À 51 ans, le colonel Michael Randrianirina est devenu en l’espace de quelques jours l’homme le plus puissant de Madagascar. Mardi 14 octobre 2025, la Haute Cour constitutionnelle (HCC) l’a invité à exercer les fonctions de chef de l’État, après avoir constaté la vacance du pouvoir consécutive à la destitution du président Andry Rajoelina par l’Assemblée nationale.
Peu connu du grand public avant cette crise, ce militaire de carrière était pourtant une figure respectée dans le sud du pays. Originaire de la région de l’Androy, il y a occupé le poste de gouverneur entre 2016 et 2018, après avoir dirigé le bataillon d’infanterie de Tuléar. Son parcours illustre celui d’un homme de terrain, habitué aux zones difficiles et aux missions délicates.
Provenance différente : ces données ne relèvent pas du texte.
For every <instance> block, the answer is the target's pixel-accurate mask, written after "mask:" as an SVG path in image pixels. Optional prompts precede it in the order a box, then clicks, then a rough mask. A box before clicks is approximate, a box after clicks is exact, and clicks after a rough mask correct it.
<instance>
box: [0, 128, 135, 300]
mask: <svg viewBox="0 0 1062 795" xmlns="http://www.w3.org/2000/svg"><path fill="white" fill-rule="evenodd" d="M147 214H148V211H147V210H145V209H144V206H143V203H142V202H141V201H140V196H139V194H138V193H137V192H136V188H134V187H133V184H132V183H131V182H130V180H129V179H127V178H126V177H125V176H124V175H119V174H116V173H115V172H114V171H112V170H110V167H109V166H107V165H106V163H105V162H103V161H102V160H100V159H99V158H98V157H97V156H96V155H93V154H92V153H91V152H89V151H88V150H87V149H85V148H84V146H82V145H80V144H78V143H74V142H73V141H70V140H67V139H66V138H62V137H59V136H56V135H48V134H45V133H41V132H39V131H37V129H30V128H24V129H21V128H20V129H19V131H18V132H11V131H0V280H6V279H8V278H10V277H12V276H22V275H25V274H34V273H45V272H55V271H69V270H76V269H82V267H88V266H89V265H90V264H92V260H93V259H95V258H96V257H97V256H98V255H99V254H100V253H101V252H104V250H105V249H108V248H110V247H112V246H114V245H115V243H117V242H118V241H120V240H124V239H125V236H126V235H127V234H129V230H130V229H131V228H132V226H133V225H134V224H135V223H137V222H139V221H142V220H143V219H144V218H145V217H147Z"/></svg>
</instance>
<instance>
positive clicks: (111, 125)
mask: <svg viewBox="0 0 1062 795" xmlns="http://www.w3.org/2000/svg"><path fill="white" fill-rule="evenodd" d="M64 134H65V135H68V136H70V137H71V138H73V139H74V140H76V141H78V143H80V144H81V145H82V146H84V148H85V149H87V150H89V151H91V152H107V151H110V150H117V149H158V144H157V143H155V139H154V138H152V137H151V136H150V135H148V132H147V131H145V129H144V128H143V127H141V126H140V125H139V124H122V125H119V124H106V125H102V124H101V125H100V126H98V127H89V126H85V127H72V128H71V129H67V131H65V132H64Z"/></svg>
Mais c’est surtout son courage face au régime Rajoelina qui l’a propulsé sur le devant de la scène. Le samedi 11 octobre, dans une vidéo devenue virale, Randrianirina avait appelé les forces de sécurité à refuser de tirer sur les manifestants, en pleine révolte populaire contre les coupures d’eau, d’électricité et la crise économique.
« Refusons d’être rémunérés pour tirer sur nos frères », avait-il lancé. Ce message de désobéissance militaire a marqué un tournant : en quelques heures, une partie de l’armée a rallié les manifestants, précipitant la chute du régime.
Ancien prisonnier politique, Randrianirina avait été incarcéré entre novembre 2023 et février 2024 à la maison de force de Tsiafahy pour « incitation à la mutinerie ». Il avait ensuite été condamné à un an de prison avec sursis pour « atteinte à la sûreté de l’État ».
Un parcours de dissidence qui, rétrospectivement, annonçait déjà son rôle dans les événements d’octobre 2025.

Jusqu’à la veille de son investiture, il se présentait encore comme un simple officier. « Je ne suis qu’un exécutant », déclarait-il à notre correspondante à Antananarivo. Pourtant, c’est bien lui qui incarne désormais la transition et le nouveau pouvoir militaire que la HCC a chargé de stabiliser le pays.
Pour ses partisans, le colonel Randrianirina est l’homme du peuple, celui qui a refusé de tirer et qui a choisi la justice. Pour ses détracteurs, il symbolise un nouveau coup de force militaire dans une île déjà marquée par une longue histoire de transitions par la rue et la caserne.
Une chose est certaine : Madagascar entre dans une nouvelle ère, avec un colonel devenu chef d’État au nom de la contestation.